Asynchronous write to MySQL database

Keywords: Database MySQL

Note: Both commit() and execute() of database pymysql submit data synchronously to the database when submitting data. Because of the resolution of scrapy framework data and the asynchronous multi-threaded, scrapy's data resolution speed is much higher than the speed at which data is written to the database.If the data is written too slowly, it will block the database write and affect the efficiency of the database write.
Writing data asynchronously through multiple threads can improve data writing speed.

Use the twsited asynchronous IO framework to write data asynchronously.


Parameter format in code: * means tuple, ** means dictionary (fixed writing!Non-Custom!)

Sample code:

Configure the database parameters in settings.py as follows:



# -*- coding: utf-8 -*-

# Define your item pipelines here
#
# Don't forget to add your pipeline to the ITEM_PIPELINES setting
# See: https://doc.scrapy.org/en/latest/topics/item-pipeline.html

from scrapy.pipelines.images import ImagesPipeline
class JobbolePipeline(object):
    def process_item(self, item, spider):
        return item


# Define a Pipline to process pictures
class ImagePipeline(ImagesPipeline):
    def item_completed(self, results, item, info):
        print('---',results)
        return item
        # If the pictures are downloaded successfully, this article has pictures.If there is no path path in results, there are no pictures.
        # [(True, {'path': ''})]
        # if results:
        #     try:
        #         img_path = results[0][1]['path']
        #     except Exception as e:
        #         print('img_path get exception,', e)
        #         img_path ='No Pictures'
        # else:
        #     img_path ='No Pictures'

        # Once the judgment is complete, the variable img_path needs to be saved back into the item.

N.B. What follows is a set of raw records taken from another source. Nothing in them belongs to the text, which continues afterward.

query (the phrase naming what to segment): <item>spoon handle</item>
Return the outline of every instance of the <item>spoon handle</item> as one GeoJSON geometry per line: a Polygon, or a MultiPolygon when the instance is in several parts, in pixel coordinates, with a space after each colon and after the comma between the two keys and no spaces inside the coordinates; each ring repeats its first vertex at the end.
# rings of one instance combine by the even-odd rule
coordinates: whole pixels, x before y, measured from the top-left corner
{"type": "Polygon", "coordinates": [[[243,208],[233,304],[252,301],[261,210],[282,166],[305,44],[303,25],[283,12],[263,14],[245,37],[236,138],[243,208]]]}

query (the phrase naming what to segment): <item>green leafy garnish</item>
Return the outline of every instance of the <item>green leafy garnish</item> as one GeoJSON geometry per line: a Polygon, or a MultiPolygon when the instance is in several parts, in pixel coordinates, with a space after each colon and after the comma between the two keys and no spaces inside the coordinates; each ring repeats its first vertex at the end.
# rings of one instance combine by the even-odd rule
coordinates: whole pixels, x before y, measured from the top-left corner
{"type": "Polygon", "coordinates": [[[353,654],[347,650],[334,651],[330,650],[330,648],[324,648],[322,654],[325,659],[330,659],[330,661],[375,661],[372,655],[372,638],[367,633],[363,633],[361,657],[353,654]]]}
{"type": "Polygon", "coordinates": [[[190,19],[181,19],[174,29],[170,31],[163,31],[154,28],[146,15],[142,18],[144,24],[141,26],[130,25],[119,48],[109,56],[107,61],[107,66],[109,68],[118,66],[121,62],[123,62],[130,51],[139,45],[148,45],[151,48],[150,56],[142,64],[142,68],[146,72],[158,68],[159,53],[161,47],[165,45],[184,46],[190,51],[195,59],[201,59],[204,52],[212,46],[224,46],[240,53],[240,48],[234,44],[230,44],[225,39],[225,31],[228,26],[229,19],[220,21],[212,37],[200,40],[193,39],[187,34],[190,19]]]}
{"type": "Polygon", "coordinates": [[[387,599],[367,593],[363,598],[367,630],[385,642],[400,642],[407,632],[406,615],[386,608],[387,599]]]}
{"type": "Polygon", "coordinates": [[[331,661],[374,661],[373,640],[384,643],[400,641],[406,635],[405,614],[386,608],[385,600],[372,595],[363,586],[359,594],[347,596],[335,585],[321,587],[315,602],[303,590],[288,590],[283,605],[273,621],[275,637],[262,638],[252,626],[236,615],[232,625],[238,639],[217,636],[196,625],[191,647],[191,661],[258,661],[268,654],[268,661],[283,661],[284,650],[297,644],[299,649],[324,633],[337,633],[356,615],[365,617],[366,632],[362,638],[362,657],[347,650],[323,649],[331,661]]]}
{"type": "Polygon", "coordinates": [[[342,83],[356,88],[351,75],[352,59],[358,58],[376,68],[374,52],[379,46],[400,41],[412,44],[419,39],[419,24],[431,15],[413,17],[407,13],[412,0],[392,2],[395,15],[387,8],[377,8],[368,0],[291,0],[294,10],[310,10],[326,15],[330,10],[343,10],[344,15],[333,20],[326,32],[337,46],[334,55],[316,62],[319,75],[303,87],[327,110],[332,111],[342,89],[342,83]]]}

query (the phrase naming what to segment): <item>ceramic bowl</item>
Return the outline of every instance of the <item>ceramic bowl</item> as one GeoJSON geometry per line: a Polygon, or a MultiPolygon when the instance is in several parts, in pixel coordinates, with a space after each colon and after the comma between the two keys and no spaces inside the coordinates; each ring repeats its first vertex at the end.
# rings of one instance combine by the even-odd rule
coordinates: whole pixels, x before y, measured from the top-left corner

# Both commit() and execute() of database pymysql submit data synchronously to the database when submitting data. Because of the resolution of scrapy framework data and the asynchronous multi-threaded, scrapy's data resolution speed is much higher than the speed at which data is written to the database.If the data is written too slowly, it will block the database write and affect the efficiency of the database write.
# Writing data asynchronously through multiple threads can improve data writing speed.
from pymysql import cursors

# Use the twsited asynchronous IO framework to write data asynchronously.
from twisted.enterprise import adbapi

class MySQLTwistedPipeline(object):
    """
        MYSQL_HOST = 'localhost'
        MYSQL_DB = 'jobbole'
        MYSQL_USER = 'root'
        MYSQL_PASSWD = '123456'
        MYSQL_CHARSET = 'utf8'
        MYSQL_PORT = 3306
    """
    def __init__(self, dbpool):
        self.dbpool = dbpool

    @classmethod
    def from_settings(cls, settings):
        params = dict(
            host=settings['MYSQL_HOST'],
            db=settings['MYSQL_DB'],
            user=settings['MYSQL_USER'],
            passwd=settings['MYSQL_PASSWD'],
            charset=settings['MYSQL_CHARSET'],
            port=settings['MYSQL_PORT'],
            cursorclass=cursors.DictCursor,
        )
        # Initialize database connection pool (thread pool)
        # Parameter 1: Driver for mysql
        # Parameter 2: Configuration information for connecting mysql
        dbpool = adbapi.ConnectionPool('pymysql', **params)
        return cls(dbpool)

    def process_item(self, item, spider):
        # Within this function, the connection pool object is used to start manipulating the data and writing it to the database.
        # pool.map(self.insert_db, [1,2,3])
        # Synchronization blocking method: cursor.execute() commit()
        # Asynchronous and non-blocking
        # Parameter 1: function insert_db to be executed in asynchronous tasks;
        # Parameter 2: The parameter passed to the function insert_db
        query = self.dbpool.runInteraction(self.insert_db, item)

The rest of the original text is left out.